After Timoney called Safir a “lightweight”
and announced his retirement, Giuliani instructed city lawyers to research
ways to demote him to captain, thus cutting Timoney’s pension.
Only
the intervention of the Patrolmen’s Benevolent Association, conveyed
to Giuliani through his Staten Island political ally Guy Molinari, caused
Rudy to back off.
Adams’ attorney Norman Siegel – who as
head of the New York Civil Liberties Union had represented the Latino
Officers’ Association in their free speech suit against Safir –
called Kelly’s move against Adams “thin-skinned managerial
decision-making,” and said he hoped Kelly had acted without the
knowledge of Mayor Bloomberg.
“Why now?” said Siegel, explaining that
Adams had filed for retirement last Wednesday, that the department filed
charges against him on Thursday and that his trial is set to begin tomorrow.
“This is another case of Kelly leading the mayor,”
Siegel added. “The issue of whether the mayor delayed the announcement
of the subway threat for political reasons was behind him.

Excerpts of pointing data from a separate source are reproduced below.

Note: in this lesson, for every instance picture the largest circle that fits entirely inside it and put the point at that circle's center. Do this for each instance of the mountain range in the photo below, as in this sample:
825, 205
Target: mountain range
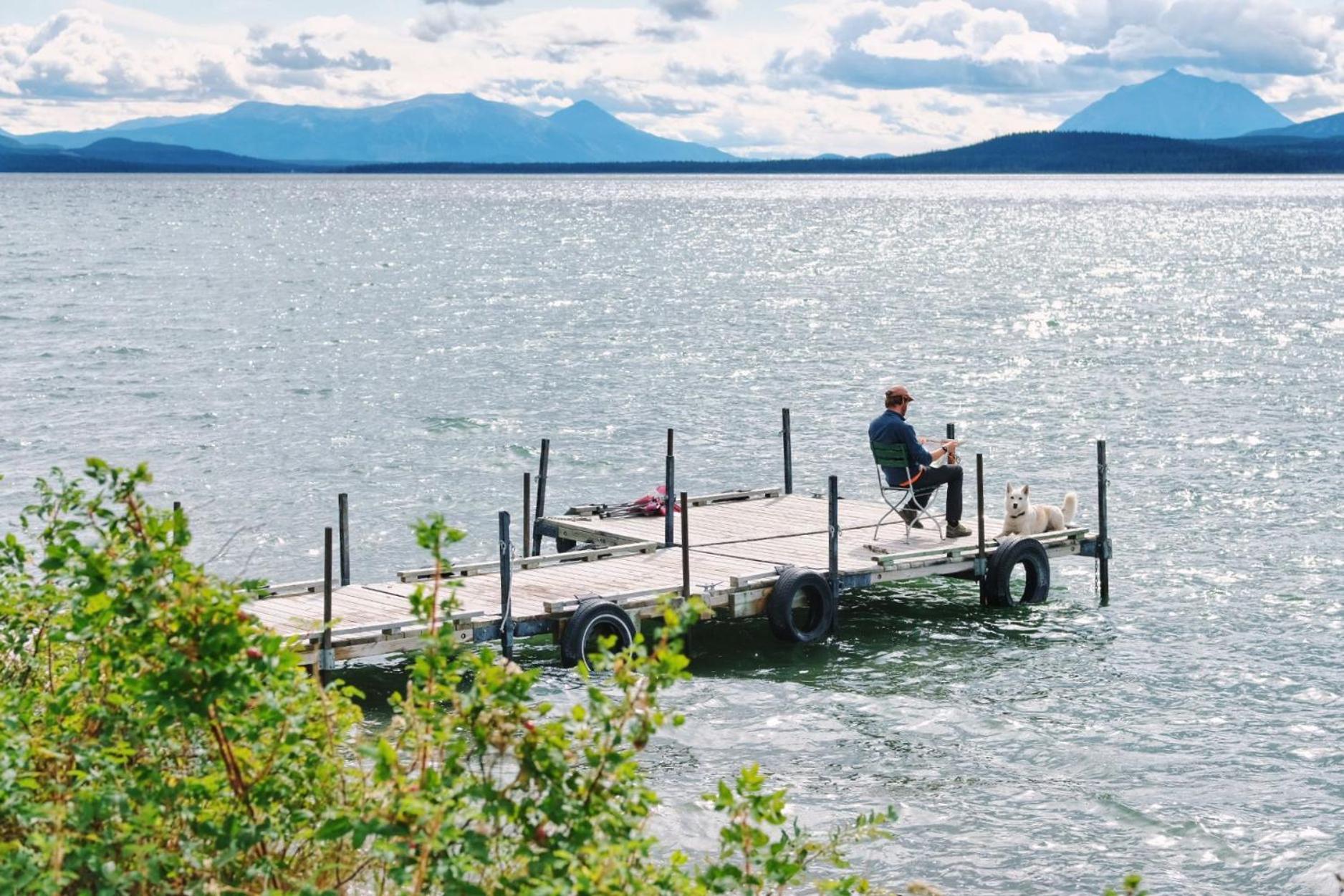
431, 128
1181, 107
1207, 125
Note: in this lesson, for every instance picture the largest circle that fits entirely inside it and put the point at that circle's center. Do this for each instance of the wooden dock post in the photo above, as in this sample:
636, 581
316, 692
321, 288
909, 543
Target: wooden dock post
506, 586
1103, 539
343, 520
325, 656
686, 546
670, 495
541, 496
834, 534
527, 514
981, 561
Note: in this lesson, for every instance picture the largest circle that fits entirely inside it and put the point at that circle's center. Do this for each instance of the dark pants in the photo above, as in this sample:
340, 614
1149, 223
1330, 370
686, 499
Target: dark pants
932, 478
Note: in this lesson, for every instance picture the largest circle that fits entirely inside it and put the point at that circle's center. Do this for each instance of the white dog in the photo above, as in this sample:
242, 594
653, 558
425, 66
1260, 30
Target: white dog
1023, 518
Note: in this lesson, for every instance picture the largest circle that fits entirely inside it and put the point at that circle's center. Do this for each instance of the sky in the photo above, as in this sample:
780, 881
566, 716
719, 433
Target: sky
752, 77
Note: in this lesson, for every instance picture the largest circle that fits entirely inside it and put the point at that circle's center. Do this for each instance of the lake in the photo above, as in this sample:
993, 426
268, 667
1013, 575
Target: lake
265, 343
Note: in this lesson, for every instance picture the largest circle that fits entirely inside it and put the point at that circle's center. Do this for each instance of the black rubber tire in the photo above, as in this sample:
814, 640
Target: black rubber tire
1029, 554
822, 606
595, 618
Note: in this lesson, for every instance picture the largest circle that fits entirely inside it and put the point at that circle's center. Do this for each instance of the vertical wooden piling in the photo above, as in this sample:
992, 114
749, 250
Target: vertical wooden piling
541, 496
834, 534
980, 506
506, 586
981, 561
686, 546
325, 657
670, 493
527, 514
1103, 536
343, 520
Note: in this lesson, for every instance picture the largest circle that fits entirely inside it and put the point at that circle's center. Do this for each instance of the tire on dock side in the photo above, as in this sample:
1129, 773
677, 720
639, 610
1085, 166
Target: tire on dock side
595, 620
805, 624
1029, 554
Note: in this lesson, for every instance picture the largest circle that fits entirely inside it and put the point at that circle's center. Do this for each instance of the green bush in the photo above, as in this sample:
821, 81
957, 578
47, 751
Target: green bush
159, 741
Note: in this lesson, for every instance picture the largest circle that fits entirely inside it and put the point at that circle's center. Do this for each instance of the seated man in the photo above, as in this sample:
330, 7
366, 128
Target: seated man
890, 426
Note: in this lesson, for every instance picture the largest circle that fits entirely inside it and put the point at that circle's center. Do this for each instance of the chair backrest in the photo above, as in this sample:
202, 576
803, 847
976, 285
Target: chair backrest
890, 454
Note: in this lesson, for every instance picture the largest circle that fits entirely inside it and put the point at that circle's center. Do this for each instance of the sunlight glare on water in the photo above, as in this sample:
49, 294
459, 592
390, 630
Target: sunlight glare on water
265, 343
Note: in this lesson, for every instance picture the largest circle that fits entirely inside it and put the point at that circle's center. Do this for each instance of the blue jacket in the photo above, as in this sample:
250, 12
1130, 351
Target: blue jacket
891, 428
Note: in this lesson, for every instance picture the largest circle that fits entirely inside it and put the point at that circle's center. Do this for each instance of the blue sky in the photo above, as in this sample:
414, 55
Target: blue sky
754, 77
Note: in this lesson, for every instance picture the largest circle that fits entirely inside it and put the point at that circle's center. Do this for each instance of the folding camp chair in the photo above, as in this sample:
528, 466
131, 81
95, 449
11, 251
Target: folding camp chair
901, 497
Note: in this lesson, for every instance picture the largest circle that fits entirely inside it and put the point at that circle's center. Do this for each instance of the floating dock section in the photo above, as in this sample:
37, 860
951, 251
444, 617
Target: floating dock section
730, 552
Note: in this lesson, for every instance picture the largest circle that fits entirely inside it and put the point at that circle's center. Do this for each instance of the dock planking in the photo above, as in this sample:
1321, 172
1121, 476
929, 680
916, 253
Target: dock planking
738, 544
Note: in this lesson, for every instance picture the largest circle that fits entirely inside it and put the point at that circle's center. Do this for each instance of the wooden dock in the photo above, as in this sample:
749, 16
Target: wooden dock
738, 544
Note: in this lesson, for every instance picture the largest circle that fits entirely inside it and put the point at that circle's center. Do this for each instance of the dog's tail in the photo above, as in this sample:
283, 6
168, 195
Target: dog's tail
1070, 507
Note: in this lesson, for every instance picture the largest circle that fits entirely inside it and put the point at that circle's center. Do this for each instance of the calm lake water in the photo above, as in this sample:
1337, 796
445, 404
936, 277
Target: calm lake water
265, 343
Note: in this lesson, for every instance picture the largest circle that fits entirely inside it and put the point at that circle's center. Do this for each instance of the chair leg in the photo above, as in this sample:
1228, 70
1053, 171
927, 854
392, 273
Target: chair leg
880, 521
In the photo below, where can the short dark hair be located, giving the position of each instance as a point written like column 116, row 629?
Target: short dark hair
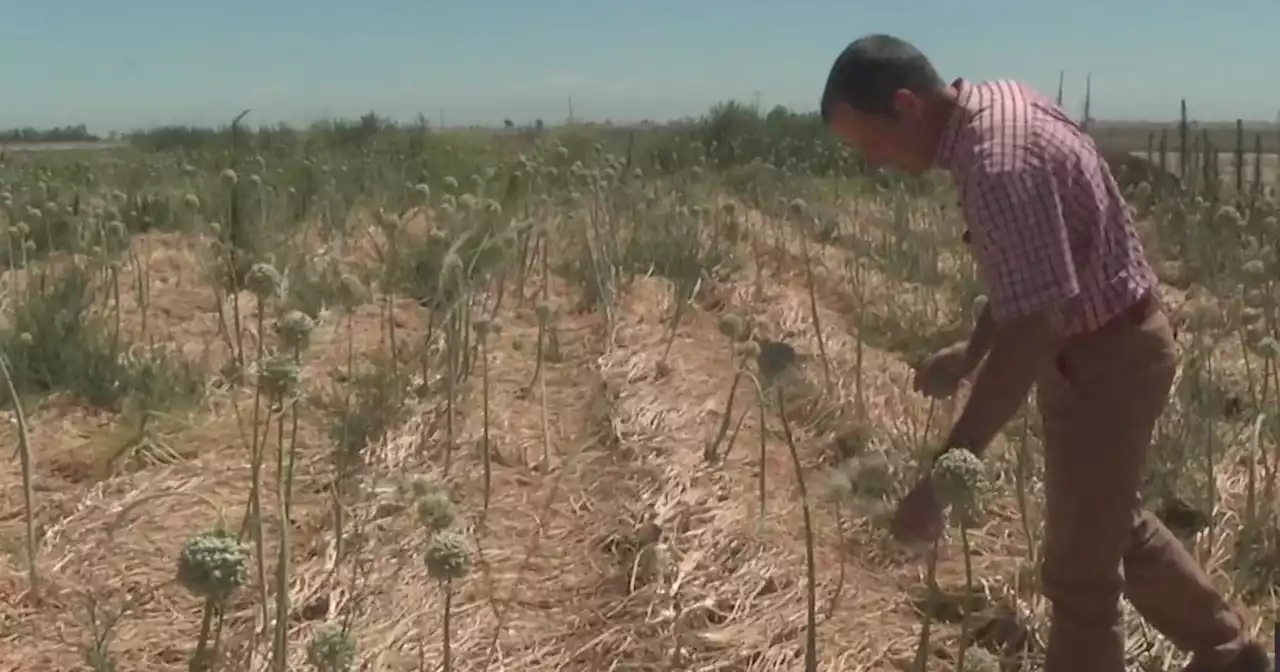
column 871, row 69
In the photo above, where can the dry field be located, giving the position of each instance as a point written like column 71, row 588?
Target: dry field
column 460, row 408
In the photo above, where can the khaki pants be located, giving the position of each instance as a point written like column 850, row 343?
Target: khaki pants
column 1100, row 403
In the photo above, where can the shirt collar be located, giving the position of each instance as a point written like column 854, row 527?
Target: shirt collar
column 946, row 155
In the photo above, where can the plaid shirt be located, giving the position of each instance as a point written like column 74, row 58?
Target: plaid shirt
column 1047, row 223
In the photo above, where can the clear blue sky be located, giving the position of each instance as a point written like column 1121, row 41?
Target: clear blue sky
column 132, row 63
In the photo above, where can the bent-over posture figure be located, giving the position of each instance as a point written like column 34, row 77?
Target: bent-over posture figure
column 1072, row 310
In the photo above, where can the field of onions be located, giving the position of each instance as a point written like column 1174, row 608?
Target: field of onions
column 583, row 400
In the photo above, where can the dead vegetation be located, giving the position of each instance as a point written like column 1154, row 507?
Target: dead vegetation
column 545, row 348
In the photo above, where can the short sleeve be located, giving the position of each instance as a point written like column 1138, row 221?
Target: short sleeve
column 1014, row 211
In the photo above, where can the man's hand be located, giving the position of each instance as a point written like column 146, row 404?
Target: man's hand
column 919, row 516
column 940, row 375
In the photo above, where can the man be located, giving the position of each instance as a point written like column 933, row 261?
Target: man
column 1073, row 310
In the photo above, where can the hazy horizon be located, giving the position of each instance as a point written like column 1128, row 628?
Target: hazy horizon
column 149, row 63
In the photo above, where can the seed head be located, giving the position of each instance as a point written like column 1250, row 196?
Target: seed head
column 732, row 327
column 1270, row 348
column 279, row 376
column 332, row 649
column 960, row 480
column 448, row 557
column 978, row 659
column 213, row 565
column 1255, row 272
column 1228, row 216
column 350, row 292
column 264, row 280
column 435, row 511
column 544, row 312
column 423, row 191
column 295, row 329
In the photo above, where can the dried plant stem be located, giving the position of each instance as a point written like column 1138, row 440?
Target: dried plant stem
column 27, row 462
column 810, row 652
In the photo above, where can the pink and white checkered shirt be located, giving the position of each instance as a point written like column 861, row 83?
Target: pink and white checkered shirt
column 1047, row 223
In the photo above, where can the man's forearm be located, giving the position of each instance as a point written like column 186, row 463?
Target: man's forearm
column 1016, row 352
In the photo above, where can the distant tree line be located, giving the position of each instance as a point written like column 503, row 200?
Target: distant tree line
column 67, row 133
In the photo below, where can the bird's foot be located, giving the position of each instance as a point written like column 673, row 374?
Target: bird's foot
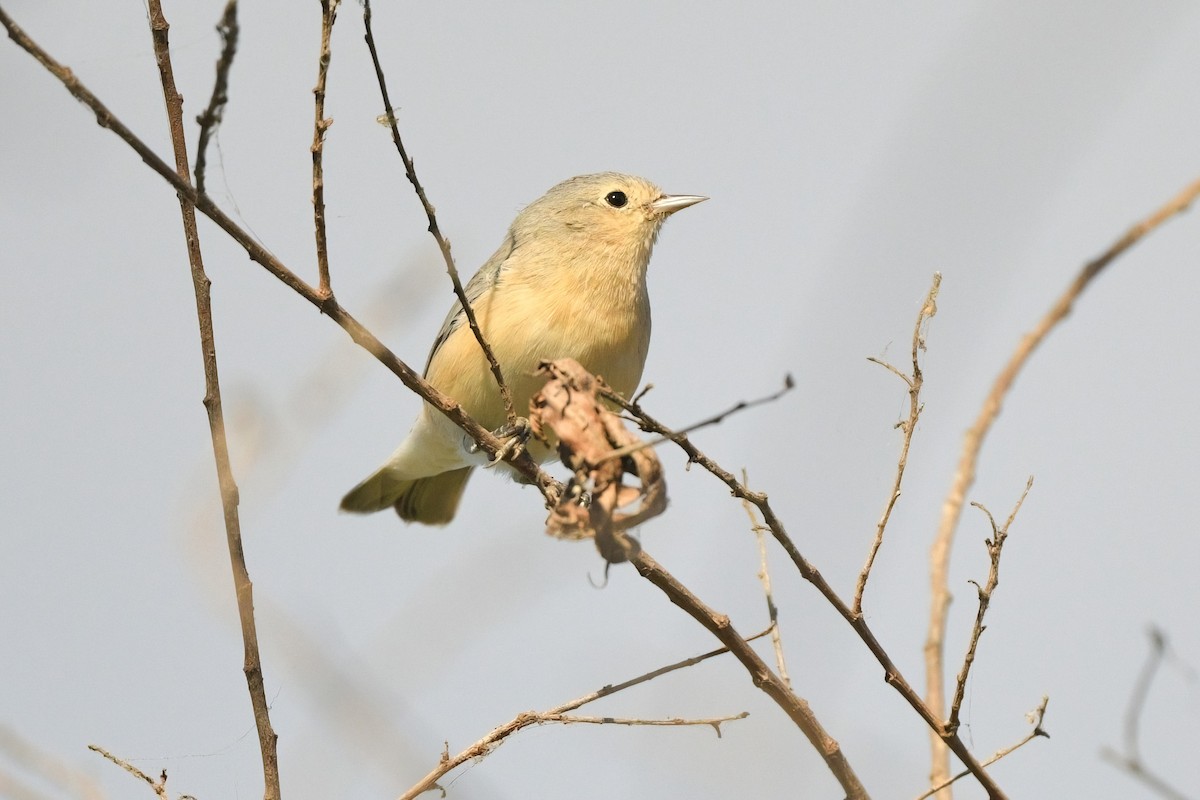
column 515, row 435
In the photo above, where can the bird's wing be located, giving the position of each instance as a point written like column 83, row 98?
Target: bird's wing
column 479, row 284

Why bring it
up now?”
No comment from Kelly’s spokesman Paul Browne.
The Disappearing Detail.
The sole female in Kelly’s detective detail has joined
the security staff at Columbia University. Deidre Fuchs bailed out of
the police commissioner’s detail in November, and not because she
didn’t want to work.
Her departure, in what was once considered the most
prestigious detail in the department, brings the number of officers who
have left it since Kelly returned as commissioner in 2002 to 16.
At Columbia, Fuchs will work under former NYPD Chief
Jim McShane, who is a vice president and Columbia’s Director of
Security. McShane also worked for Kelly. Back in the day when Kelly was
first deputy, McShane and a half-dozen others who worked for him were
so close to Kelly – or so they thought – that they all wore
t-shirts with the inscription “Kelly’s heroes.”
When McShane left the department a couple of years
ago, Kelly attended his retirement dinner in the Bronx, for about 30 seconds.